Zulfa tidak bisa naik kelas karena menolak mengikuti pelajaran agama Islam. Dia menolak karena dia penganut aliran penghayat kepercayaan. Ombudsman sudah menggelar dua kali mediasi. Bahkan mediasi yang kedua dilakukan dengan melibatkan Dinas Pendidikan Provinsi Jawa Tengah.
Dalam Undang-Undang Nomor 20 Tahun 2003 tentang Sistem Pendidikan Nasional dan Permendikbud Nomor 53 Tahun 2015 tentang Panduan Penilaian Siswa, peluang pendidikan untuk siswa penghayat kepercayaan tak ada.

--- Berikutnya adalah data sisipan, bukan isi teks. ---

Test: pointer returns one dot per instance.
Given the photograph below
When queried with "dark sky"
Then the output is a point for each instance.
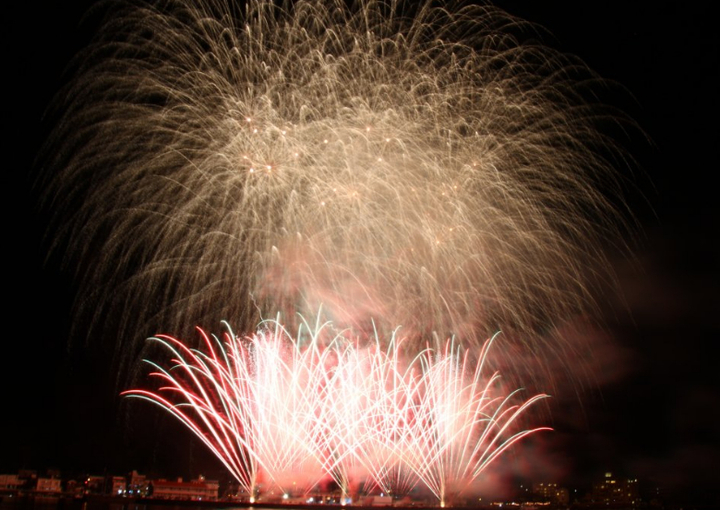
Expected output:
(656, 414)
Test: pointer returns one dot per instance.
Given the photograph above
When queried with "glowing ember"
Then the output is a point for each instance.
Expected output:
(412, 165)
(300, 410)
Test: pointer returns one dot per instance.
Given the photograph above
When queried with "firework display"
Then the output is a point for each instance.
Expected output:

Zaid menyatakan pihak pengelola SMK 7 dan Dinas Pendidikan bersikukuh untuk menaati Pasal 12 Undang-Undang Sistem Pendidikan Nasional yang hanya menyebut agama, bukan aliran kepercayaan.
Zaid menilai hingga kini negara tak memfasilitasi penghayat kepercayaan untuk sekolah formal. Malahan, negara melakukan diskriminasi karena siswa harus mengikuti salah satu agama yang disahkan pemerintah untuk memenuhi nilai pendidikan agama.
Padahal, kata Zaid, negara harus hadir untuk semua golongan, agama serta aliran kepercayaan dan keyakinan. Kasus Zulfa menunjukkan negara tidak hadir untuk para siswa penganut aliran kepercayaan.
Ombudsman Jawa Tengah akan menyampaikan masalah ini ke Ombudsman pusat agar ditindaklanjuti ke Kementerian Pendidikan Nasional. Targetnya, sekolah bisa mengakomodasi pelajaran untuk siswa penganut aliran kepercayaan. “Agar kasus Zulfa-zulfa lain tidak akan terulang,” kata Zaid.
Kepala Dinas Pendidikan Jawa Tengah Nur Hadi Amiyanto mengaku telah melaporkan masalah ini ke Dirjen Pendidikan Dasar dan Menengah Kementerian Pendidikan dan Kebudayaan. Hasilnya, Dinas Pendidikan tetap bersikukuh pada keputusannya sesuai dengan perundang-undangan. ”Ke depan memang harus dicari solusi agar anak penghayat kepercayaan bisa mengenyam pendidikan di sekolah formal,” katanya.